I was due to have dinner with John Hirst, the CEO of the Met Office. I was sort of expecting a fairly dry evening, discussing what it was like to be in an NDPB after a career in industry – John had spent most of his career in ICI and we had overlapped by a couple of years – but the evening was quite different! It turns out that John played the drums as a young man, playing in working men’s clubs and various bands around Durham and Leeds and even turned Mark Knopfler down in favour of Steve Phillips (see – http://en.wikipedia.org/wiki/Steve_Phillips_(musician). Luckily, his judgment in business has proved better! We also seemed to have drunk quite a bit and the walk back across Exeter was memorable but forgotten!

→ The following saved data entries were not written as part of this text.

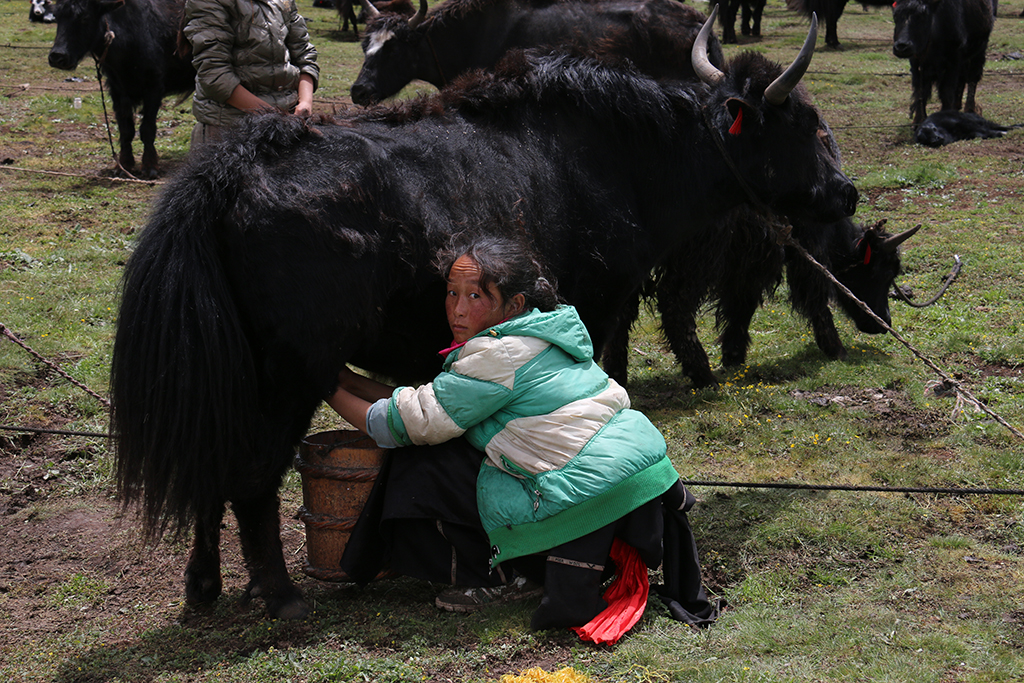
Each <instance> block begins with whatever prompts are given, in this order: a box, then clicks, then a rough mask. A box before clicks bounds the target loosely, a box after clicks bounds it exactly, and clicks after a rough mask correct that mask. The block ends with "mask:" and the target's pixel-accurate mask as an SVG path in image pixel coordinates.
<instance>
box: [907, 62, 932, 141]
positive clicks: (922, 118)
mask: <svg viewBox="0 0 1024 683" xmlns="http://www.w3.org/2000/svg"><path fill="white" fill-rule="evenodd" d="M910 89H911V92H912V94H911V96H910V117H911V118H912V125H913V128H914V130H916V128H918V126H920V125H921V123H922V122H923V121H924V120H925V119H926V118H927V117H928V111H927V110H928V99H929V98H930V97H931V96H932V81H931V79H926V78H925V77H924V75H922V73H921V67H915V66H911V67H910Z"/></svg>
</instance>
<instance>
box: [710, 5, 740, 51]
mask: <svg viewBox="0 0 1024 683" xmlns="http://www.w3.org/2000/svg"><path fill="white" fill-rule="evenodd" d="M719 4H720V5H721V2H720V3H719ZM710 10H711V7H710V5H709V11H710ZM738 10H739V0H725V6H724V7H722V8H721V9H720V11H721V12H722V15H721V19H720V20H721V23H722V42H723V43H735V42H736V12H737V11H738Z"/></svg>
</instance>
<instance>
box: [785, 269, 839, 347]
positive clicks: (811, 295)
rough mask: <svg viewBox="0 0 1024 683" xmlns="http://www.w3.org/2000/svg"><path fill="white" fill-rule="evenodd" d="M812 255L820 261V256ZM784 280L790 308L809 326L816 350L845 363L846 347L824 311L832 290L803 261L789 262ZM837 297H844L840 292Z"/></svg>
mask: <svg viewBox="0 0 1024 683" xmlns="http://www.w3.org/2000/svg"><path fill="white" fill-rule="evenodd" d="M815 256H817V257H818V259H823V255H821V254H815ZM786 280H787V281H788V282H790V301H791V303H792V304H793V307H794V309H796V311H797V312H798V313H800V314H801V315H803V316H804V317H806V318H807V321H808V322H809V323H810V324H811V329H812V330H814V342H815V343H816V344H817V345H818V348H819V349H821V352H822V353H824V354H825V355H827V356H828V357H829V358H831V359H833V360H845V359H846V358H847V352H846V347H845V346H843V342H842V340H840V338H839V331H838V330H837V329H836V322H835V321H834V319H833V314H831V310H830V309H829V308H828V298H829V295H830V293H831V291H833V289H831V285H830V283H828V281H827V280H826V279H825V278H824V275H822V274H821V273H820V272H818V271H817V270H816V269H815V268H814V267H812V266H811V265H810V264H809V263H807V262H806V261H804V259H793V260H791V261H790V263H788V264H786ZM839 296H846V295H845V294H842V293H840V294H839Z"/></svg>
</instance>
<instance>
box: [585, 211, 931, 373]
mask: <svg viewBox="0 0 1024 683" xmlns="http://www.w3.org/2000/svg"><path fill="white" fill-rule="evenodd" d="M798 231H799V232H800V233H801V234H802V236H803V240H802V241H803V243H804V244H803V246H804V248H805V249H807V250H808V252H809V253H811V255H812V256H814V258H815V260H816V261H818V262H819V263H821V264H822V265H824V266H825V267H827V268H828V269H829V270H830V271H831V272H833V274H835V275H836V279H837V280H838V281H839V282H840V283H842V284H843V286H845V287H846V288H847V289H849V290H850V291H851V292H852V293H853V295H854V296H856V297H857V298H858V299H860V300H861V301H863V302H864V303H865V304H867V306H868V307H869V308H870V309H871V310H872V311H873V312H874V313H876V314H877V315H878V316H879V317H880V318H882V319H883V321H884V322H885V323H886V325H891V317H890V312H889V292H890V290H891V289H892V287H893V282H894V281H895V279H896V275H898V274H899V272H900V257H899V251H898V247H899V245H900V244H902V243H903V242H905V241H906V240H907V239H908V238H910V237H911V236H913V234H914V233H915V232H916V231H918V228H916V227H914V228H910V229H909V230H906V231H904V232H902V233H900V234H897V236H891V234H889V233H888V232H886V231H885V230H884V229H882V226H881V225H876V226H872V227H869V228H866V229H865V228H863V227H861V226H859V225H857V224H856V223H854V222H853V221H852V220H850V219H849V218H843V219H841V220H839V221H833V222H827V223H822V224H806V223H805V224H803V225H800V226H799V229H798ZM686 247H687V248H684V249H679V250H677V251H676V252H675V253H674V254H673V255H672V256H670V258H669V259H668V260H667V261H666V262H665V263H663V264H662V265H660V266H659V267H658V268H657V269H656V272H655V276H654V279H653V281H652V282H651V283H650V284H649V286H648V287H647V288H646V290H647V293H648V296H651V297H652V298H653V301H654V303H655V304H656V307H657V311H658V313H659V315H660V318H662V330H663V332H664V333H665V337H666V341H667V342H668V344H669V348H671V349H672V351H673V353H674V354H675V356H676V360H677V361H678V362H679V365H680V367H681V371H682V373H683V374H684V375H685V376H687V377H689V378H690V380H691V382H692V383H693V386H694V387H695V388H701V387H709V386H710V387H716V386H718V378H717V377H716V376H715V374H714V373H713V372H712V369H711V365H710V362H709V359H708V353H707V351H705V348H703V346H702V345H701V344H700V340H699V338H698V337H697V325H696V317H697V314H698V312H699V310H700V308H701V307H702V306H703V305H705V304H708V303H713V304H714V305H715V318H716V324H717V327H718V329H719V330H720V331H721V339H720V341H721V345H722V365H723V366H724V367H727V368H728V367H734V366H741V365H743V364H744V362H745V361H746V351H748V348H749V347H750V343H751V336H750V326H751V321H752V319H753V317H754V313H755V312H756V311H757V309H758V308H759V307H760V306H761V305H762V304H763V303H764V300H765V298H766V297H768V296H771V295H772V294H773V293H774V291H775V290H776V289H777V288H778V286H779V285H780V284H781V282H782V272H783V269H784V271H785V274H786V280H787V282H788V284H790V303H791V305H792V306H793V308H794V310H796V311H797V312H798V313H800V314H801V315H802V316H803V317H805V318H806V319H807V321H808V323H810V325H811V329H812V330H813V332H814V341H815V342H816V343H817V345H818V348H820V349H821V351H822V352H823V353H824V354H825V355H826V356H828V357H829V358H833V359H843V358H846V357H847V351H846V347H845V346H844V345H843V342H842V340H841V339H840V336H839V332H838V331H837V330H836V324H835V322H834V321H833V314H831V311H830V310H829V308H828V303H829V301H836V302H837V303H838V304H839V305H840V308H841V309H842V310H843V311H844V312H845V313H846V314H847V316H848V317H849V318H850V319H851V321H852V322H853V323H854V325H856V326H857V329H858V330H860V331H861V332H864V333H867V334H881V333H883V332H885V331H886V329H885V328H884V327H882V326H881V325H879V323H878V322H877V321H876V319H874V318H873V317H871V316H870V315H868V314H867V313H865V312H864V311H863V310H862V309H861V308H860V307H859V306H858V305H857V304H856V303H855V302H854V301H852V300H851V299H850V298H849V297H847V296H845V295H844V294H843V293H842V292H839V291H837V289H836V287H835V286H834V285H833V284H831V283H830V282H829V281H828V280H827V279H826V278H825V276H824V275H823V274H822V273H821V272H819V271H818V270H817V269H816V268H815V267H814V266H813V265H812V264H811V263H809V262H808V261H807V260H806V259H805V258H803V256H801V255H799V254H797V253H796V252H795V250H794V249H793V248H792V247H783V246H782V245H781V244H779V241H778V236H777V234H776V233H775V229H774V228H773V227H772V225H771V223H770V222H769V221H766V220H765V218H764V216H762V215H760V214H758V213H756V212H754V211H753V210H751V209H746V208H744V209H740V210H737V211H734V212H733V213H732V214H731V215H730V216H729V217H728V218H727V219H726V220H724V221H722V223H721V226H720V231H719V236H718V237H717V238H716V239H715V240H713V241H709V242H705V243H693V244H688V245H687V246H686ZM638 313H639V300H638V301H636V302H635V303H634V304H633V305H632V306H631V307H629V308H627V309H626V310H624V312H623V317H622V327H621V328H620V329H618V330H617V331H616V333H615V335H614V337H613V338H612V339H611V340H610V341H609V342H608V344H607V346H606V347H605V350H604V355H603V357H602V365H603V367H604V370H605V372H607V373H608V375H610V376H611V377H612V378H613V379H615V380H616V381H618V382H620V383H621V384H623V383H625V382H626V380H627V379H628V369H627V364H628V348H629V347H628V344H629V330H630V327H631V326H632V324H633V322H634V321H635V319H636V317H637V315H638Z"/></svg>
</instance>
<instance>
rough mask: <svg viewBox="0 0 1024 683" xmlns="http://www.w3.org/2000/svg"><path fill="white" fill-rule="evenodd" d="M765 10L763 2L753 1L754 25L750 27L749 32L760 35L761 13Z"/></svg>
mask: <svg viewBox="0 0 1024 683" xmlns="http://www.w3.org/2000/svg"><path fill="white" fill-rule="evenodd" d="M764 10H765V3H764V2H761V1H760V0H755V3H754V26H753V27H751V32H752V33H753V35H755V36H760V35H761V14H762V12H764Z"/></svg>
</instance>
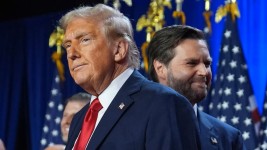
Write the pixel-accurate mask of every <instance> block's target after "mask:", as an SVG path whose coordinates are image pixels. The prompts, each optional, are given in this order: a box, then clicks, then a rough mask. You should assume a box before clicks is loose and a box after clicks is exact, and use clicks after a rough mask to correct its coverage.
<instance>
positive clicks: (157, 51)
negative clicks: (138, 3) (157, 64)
mask: <svg viewBox="0 0 267 150" xmlns="http://www.w3.org/2000/svg"><path fill="white" fill-rule="evenodd" d="M185 39H200V40H204V41H206V40H205V35H204V34H203V32H202V31H201V30H199V29H197V28H193V27H191V26H187V25H173V26H168V27H165V28H162V29H161V30H159V31H157V32H156V33H155V34H154V36H153V38H152V40H151V41H150V43H149V46H148V48H147V56H148V74H149V76H150V78H151V79H152V80H153V81H156V82H158V77H157V74H156V72H155V68H154V65H153V61H154V60H158V61H159V62H161V63H163V64H164V65H168V64H169V62H170V61H171V60H172V59H173V57H174V56H175V51H174V49H175V47H177V46H178V45H179V44H180V43H181V42H182V41H184V40H185Z"/></svg>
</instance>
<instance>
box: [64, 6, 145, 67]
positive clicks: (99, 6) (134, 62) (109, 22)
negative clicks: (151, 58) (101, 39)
mask: <svg viewBox="0 0 267 150" xmlns="http://www.w3.org/2000/svg"><path fill="white" fill-rule="evenodd" d="M76 18H83V19H86V20H94V21H96V22H101V23H103V25H104V32H105V35H106V36H107V38H109V39H110V41H112V40H114V39H115V38H119V37H122V38H123V39H124V40H125V41H127V42H128V44H129V49H128V55H127V57H128V58H127V60H128V65H129V66H128V67H133V68H136V69H138V68H139V67H140V54H139V50H138V48H137V46H136V44H135V42H134V40H133V28H132V25H131V22H130V20H129V19H128V18H127V17H126V16H124V15H123V14H122V13H121V12H120V11H119V10H117V9H114V8H112V7H109V6H107V5H104V4H97V5H95V6H94V7H90V6H81V7H79V8H77V9H74V10H72V11H70V12H68V13H67V14H66V15H64V16H63V17H62V18H61V19H60V20H59V25H60V27H61V28H62V29H63V30H64V31H65V30H66V27H67V25H68V24H69V23H70V22H71V21H72V20H73V19H76Z"/></svg>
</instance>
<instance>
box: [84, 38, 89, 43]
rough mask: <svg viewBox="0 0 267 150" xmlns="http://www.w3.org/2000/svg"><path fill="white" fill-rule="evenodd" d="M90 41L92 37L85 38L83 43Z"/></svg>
mask: <svg viewBox="0 0 267 150" xmlns="http://www.w3.org/2000/svg"><path fill="white" fill-rule="evenodd" d="M88 41H90V38H83V39H82V43H84V42H88Z"/></svg>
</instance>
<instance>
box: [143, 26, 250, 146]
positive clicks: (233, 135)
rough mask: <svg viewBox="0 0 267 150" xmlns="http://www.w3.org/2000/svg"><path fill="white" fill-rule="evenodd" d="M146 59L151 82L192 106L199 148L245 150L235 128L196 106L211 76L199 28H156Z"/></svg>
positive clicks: (243, 144) (207, 47)
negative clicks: (198, 108)
mask: <svg viewBox="0 0 267 150" xmlns="http://www.w3.org/2000/svg"><path fill="white" fill-rule="evenodd" d="M148 62H149V65H148V66H149V67H148V73H149V76H150V77H151V79H152V80H153V81H155V82H159V83H161V84H163V85H166V86H169V87H171V88H173V89H174V90H176V91H177V92H178V93H180V94H182V95H184V96H185V97H186V98H187V99H188V100H189V101H190V103H191V104H192V105H193V106H194V110H195V114H196V116H197V118H198V123H199V127H200V139H201V146H202V147H201V149H204V150H212V149H221V150H226V149H227V150H240V149H246V148H245V146H244V144H243V140H242V136H241V133H240V131H239V130H237V129H236V128H234V127H232V126H230V125H228V124H226V123H223V122H221V121H219V120H218V119H216V118H214V117H212V116H210V115H208V114H206V113H204V112H201V111H199V110H198V109H197V103H198V102H200V101H201V100H203V99H204V98H205V97H206V96H207V94H208V90H209V88H210V85H211V78H212V73H211V62H212V59H211V56H210V54H209V50H208V46H207V43H206V41H205V37H204V34H203V32H202V31H200V30H198V29H196V28H193V27H190V26H184V25H174V26H169V27H165V28H163V29H161V30H159V31H157V32H156V33H155V35H154V36H153V38H152V40H151V42H150V44H149V46H148Z"/></svg>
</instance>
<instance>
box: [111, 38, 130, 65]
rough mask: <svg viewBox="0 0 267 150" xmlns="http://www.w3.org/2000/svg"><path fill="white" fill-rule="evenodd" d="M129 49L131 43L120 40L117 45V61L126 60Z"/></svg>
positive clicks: (115, 60)
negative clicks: (128, 49) (129, 46)
mask: <svg viewBox="0 0 267 150" xmlns="http://www.w3.org/2000/svg"><path fill="white" fill-rule="evenodd" d="M128 48H129V43H128V42H127V41H125V40H123V39H122V40H119V41H118V43H117V44H116V51H115V57H114V59H115V61H116V62H119V61H121V60H123V59H125V57H126V55H127V52H128Z"/></svg>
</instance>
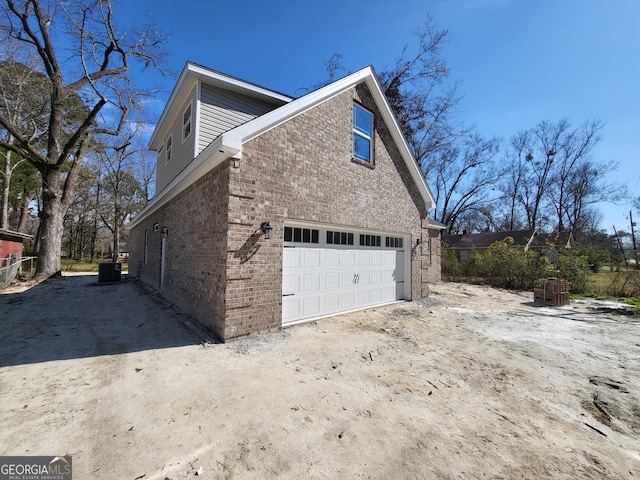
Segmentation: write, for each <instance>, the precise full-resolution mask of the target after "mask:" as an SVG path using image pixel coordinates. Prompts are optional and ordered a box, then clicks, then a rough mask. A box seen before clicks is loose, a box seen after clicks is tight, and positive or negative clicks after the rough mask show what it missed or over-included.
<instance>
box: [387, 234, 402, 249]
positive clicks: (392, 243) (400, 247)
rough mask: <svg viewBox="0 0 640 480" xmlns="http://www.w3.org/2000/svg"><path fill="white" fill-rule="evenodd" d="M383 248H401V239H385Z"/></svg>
mask: <svg viewBox="0 0 640 480" xmlns="http://www.w3.org/2000/svg"><path fill="white" fill-rule="evenodd" d="M385 246H387V247H391V248H402V237H387V239H386V240H385Z"/></svg>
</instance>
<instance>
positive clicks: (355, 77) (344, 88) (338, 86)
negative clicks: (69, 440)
mask: <svg viewBox="0 0 640 480" xmlns="http://www.w3.org/2000/svg"><path fill="white" fill-rule="evenodd" d="M371 72H372V70H371V67H366V68H363V69H362V70H359V71H357V72H356V73H353V74H351V75H348V76H346V77H344V78H342V79H340V80H337V81H335V82H333V83H330V84H329V85H327V86H325V87H322V88H320V89H318V90H315V91H313V92H311V93H308V94H306V95H305V96H304V97H300V98H298V99H297V100H294V101H292V102H290V103H288V104H287V105H283V106H282V107H280V108H276V109H275V110H272V111H271V112H268V113H265V114H264V115H261V116H259V117H257V118H255V119H253V120H251V121H250V122H247V123H245V124H243V125H240V126H239V127H236V128H234V129H233V130H231V131H229V133H233V135H234V136H237V137H239V138H240V141H241V142H242V143H246V142H248V141H249V140H252V139H253V138H256V137H258V136H260V135H262V134H263V133H265V132H267V131H269V130H271V129H272V128H275V127H277V126H278V125H281V124H283V123H284V122H287V121H289V120H291V119H292V118H294V117H297V116H298V115H300V114H302V113H304V112H306V111H307V110H310V109H312V108H313V107H315V106H317V105H319V104H321V103H324V102H326V101H327V100H329V99H331V98H333V97H334V96H336V95H338V94H340V93H342V92H344V91H345V90H348V89H349V88H352V87H354V86H356V85H357V84H359V83H361V82H362V81H363V80H364V79H365V78H366V76H367V75H370V74H371Z"/></svg>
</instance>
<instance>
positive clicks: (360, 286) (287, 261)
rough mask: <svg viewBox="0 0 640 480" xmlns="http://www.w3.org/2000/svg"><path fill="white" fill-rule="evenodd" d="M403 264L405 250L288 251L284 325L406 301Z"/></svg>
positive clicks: (285, 276)
mask: <svg viewBox="0 0 640 480" xmlns="http://www.w3.org/2000/svg"><path fill="white" fill-rule="evenodd" d="M320 238H324V235H323V234H322V233H321V234H320ZM356 238H358V237H356ZM403 262H404V252H403V251H401V250H397V249H386V248H384V247H371V246H369V247H360V246H359V245H353V246H351V245H327V246H325V245H324V244H321V245H319V246H300V247H299V246H295V247H289V248H285V249H284V253H283V272H282V277H283V280H282V288H283V295H286V296H285V297H283V302H282V319H283V324H287V323H293V322H297V321H301V320H305V319H312V318H317V317H320V316H323V315H331V314H336V313H340V312H345V311H349V310H354V309H356V308H365V307H368V306H373V305H379V304H383V303H388V302H392V301H394V300H398V299H402V298H403V297H404V265H403Z"/></svg>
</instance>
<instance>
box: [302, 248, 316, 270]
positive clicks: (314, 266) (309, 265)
mask: <svg viewBox="0 0 640 480" xmlns="http://www.w3.org/2000/svg"><path fill="white" fill-rule="evenodd" d="M303 266H304V267H305V268H313V267H319V266H320V249H306V250H305V251H304V265H303Z"/></svg>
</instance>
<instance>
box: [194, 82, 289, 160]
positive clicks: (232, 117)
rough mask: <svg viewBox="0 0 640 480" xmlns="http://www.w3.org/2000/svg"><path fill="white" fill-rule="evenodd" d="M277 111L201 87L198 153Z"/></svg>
mask: <svg viewBox="0 0 640 480" xmlns="http://www.w3.org/2000/svg"><path fill="white" fill-rule="evenodd" d="M275 108H277V105H273V104H271V103H268V102H264V101H262V100H257V99H255V98H251V97H247V96H244V95H240V94H238V93H235V92H230V91H228V90H222V89H220V88H216V87H213V86H211V85H205V84H202V87H201V91H200V131H199V134H200V137H199V141H198V153H200V152H201V151H202V150H204V149H205V148H206V147H207V146H208V145H209V144H210V143H211V142H212V141H214V140H215V139H216V138H217V137H218V135H220V134H221V133H224V132H228V131H229V130H231V129H232V128H235V127H237V126H238V125H242V124H243V123H246V122H248V121H249V120H253V119H254V118H256V117H259V116H260V115H263V114H265V113H267V112H270V111H271V110H273V109H275Z"/></svg>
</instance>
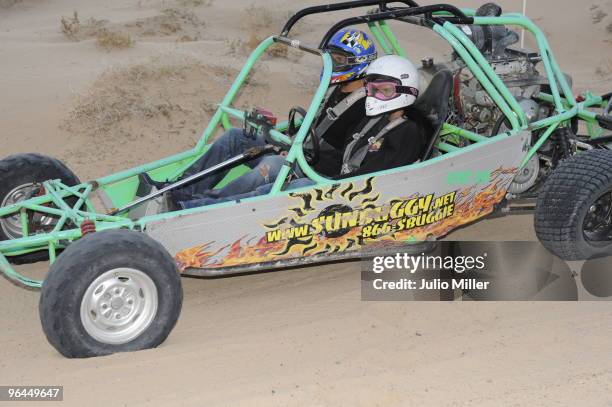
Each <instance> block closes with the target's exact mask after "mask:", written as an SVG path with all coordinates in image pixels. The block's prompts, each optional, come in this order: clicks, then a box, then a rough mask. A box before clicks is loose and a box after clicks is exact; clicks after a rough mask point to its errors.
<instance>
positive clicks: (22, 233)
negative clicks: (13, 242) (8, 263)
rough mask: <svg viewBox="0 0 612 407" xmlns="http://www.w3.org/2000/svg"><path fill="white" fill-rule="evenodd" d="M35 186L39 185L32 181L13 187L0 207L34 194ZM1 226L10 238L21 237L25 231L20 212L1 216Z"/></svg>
mask: <svg viewBox="0 0 612 407" xmlns="http://www.w3.org/2000/svg"><path fill="white" fill-rule="evenodd" d="M35 188H37V186H36V185H35V184H33V183H31V182H30V183H28V184H23V185H20V186H18V187H16V188H13V189H12V190H11V191H10V192H9V193H8V194H7V195H6V196H5V197H4V199H3V200H2V205H0V207H5V206H9V205H13V204H15V203H17V202H21V201H25V200H26V199H27V197H29V196H30V195H31V194H32V192H33V190H34V189H35ZM0 228H2V232H3V233H4V235H5V236H6V237H7V238H9V239H10V240H12V239H19V238H20V237H23V231H22V229H21V219H20V217H19V214H17V215H13V216H6V217H4V218H0Z"/></svg>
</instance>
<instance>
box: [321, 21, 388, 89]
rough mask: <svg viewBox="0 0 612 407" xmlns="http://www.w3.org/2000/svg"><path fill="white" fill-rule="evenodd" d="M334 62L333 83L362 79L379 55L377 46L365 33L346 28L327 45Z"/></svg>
mask: <svg viewBox="0 0 612 407" xmlns="http://www.w3.org/2000/svg"><path fill="white" fill-rule="evenodd" d="M327 50H328V51H329V53H330V55H331V57H332V62H333V72H332V76H331V83H340V82H346V81H352V80H355V79H359V78H361V77H362V76H363V75H364V73H365V70H366V69H367V68H368V65H370V62H372V61H374V60H375V59H376V57H377V56H378V54H377V53H376V46H375V45H374V42H373V41H372V40H370V38H369V37H368V35H367V34H366V33H364V32H363V31H360V30H356V29H353V28H346V29H342V30H340V31H338V32H337V33H336V34H334V36H333V37H332V38H331V39H330V40H329V43H328V44H327Z"/></svg>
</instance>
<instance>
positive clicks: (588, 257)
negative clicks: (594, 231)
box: [535, 150, 612, 260]
mask: <svg viewBox="0 0 612 407" xmlns="http://www.w3.org/2000/svg"><path fill="white" fill-rule="evenodd" d="M611 213H612V151H609V150H590V151H587V152H584V153H581V154H577V155H575V156H572V157H570V158H568V159H567V160H565V161H563V162H562V163H561V164H560V165H559V166H558V167H557V168H556V169H555V170H554V171H553V173H552V174H551V175H550V177H549V178H548V179H547V180H546V183H545V184H544V187H543V189H542V191H541V192H540V194H539V196H538V201H537V205H536V212H535V230H536V234H537V236H538V239H539V240H540V241H541V242H542V244H543V245H544V246H545V247H546V248H548V249H549V250H550V251H551V252H553V253H554V254H556V255H557V256H559V257H561V258H562V259H564V260H585V259H589V258H593V257H598V256H602V255H606V254H612V241H611V235H612V233H611V232H612V229H611V228H610V224H611V223H612V219H611V216H610V215H611ZM589 225H591V226H589ZM595 225H600V226H601V227H600V228H598V229H596V230H597V233H594V231H595Z"/></svg>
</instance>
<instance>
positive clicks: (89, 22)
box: [60, 11, 108, 41]
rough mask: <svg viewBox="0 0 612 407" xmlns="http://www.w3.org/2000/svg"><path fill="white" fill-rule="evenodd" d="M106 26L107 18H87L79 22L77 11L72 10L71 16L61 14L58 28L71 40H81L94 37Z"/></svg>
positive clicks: (105, 26) (77, 13)
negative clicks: (64, 15) (61, 14)
mask: <svg viewBox="0 0 612 407" xmlns="http://www.w3.org/2000/svg"><path fill="white" fill-rule="evenodd" d="M107 26H108V20H98V19H95V18H89V19H87V20H86V21H85V22H84V23H81V21H80V19H79V14H78V12H76V11H75V12H74V13H73V15H72V17H64V16H62V17H61V19H60V29H61V31H62V33H63V34H64V35H65V36H66V37H68V38H70V39H71V40H73V41H82V40H85V39H88V38H94V37H97V36H98V35H100V33H101V32H102V31H103V30H105V29H106V27H107Z"/></svg>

Next day, it was up to the Met Office. John kicked off with a overview of the operation (1800 people around the globe, BBC weather presenters, etc.) before Vicky Pope gave a review of how modelling and observation and climate and weather complemented one another to produce a more accurate picture of both the short and very long term predictive capabilities of the organisation. Next up, Simon Swan described how they made the website (see – http://www.metoffice.gov.uk/) more accessible by understanding what sorts of people visited it, what type and level of information they were seeking from it and how best to provide that information without jargon or preconception (particularly interesting chat about their “warnings” which are now a combined reflection of the sort of weather danger and the likely impact – e.g. rain on dry ground is less of a problem that rain on already sodden ground). They also talked about their use of mobile apps and social media (see – https://twitter.com/#!/metoffice). I was pretty impressed – and they offered to help us. Then came Phil Evans with a more general description of the products and services they provide, how they are confused by the Cabinet Office’s lack of understanding of what open data might actually look like. Eventually, I was taken on a tour of the operations area – meeting the people who provide the forecast, and those who translate that into the needs of road and rail travellers, airlines and local government. I also met the Twitter team, although Phil ruined the impression of the engagement of senior management by being surprised that they could see my tweet as I entered the building earlier – he doesn’t really “get” social media at all! I even saw the Flood Forecasting Centre (see – http://www.ffc-environment-agency.metoffice.gov.uk/) that was set up after the floods of July 2007! Then it was down to see the very. Very powerful computers they use – they are just upgrading from IBM 575’s (see – http://www-03.ibm.com/systems/power/hardware/575/) to 775’s (see – http://www-03.ibm.com/systems/power/hardware/775/) – and the sustainable way in which they run their computer centre with dynamic cooling. And finally, on the tour, a look at the weather forecast for D-Day – and lots more stories about how weather affects our lives. We have much to learn from how they have carved out a niche as an agency that applies business culture to their activities.
The trip back was not without its amusement. Having caught a train 20 minutes earlier than planned from Exeter to Bristol Parkway, I waited almost an hour there because the connecting train from Wales was very delayed. It meant that the trip home from Exeter took almost 5 hours!!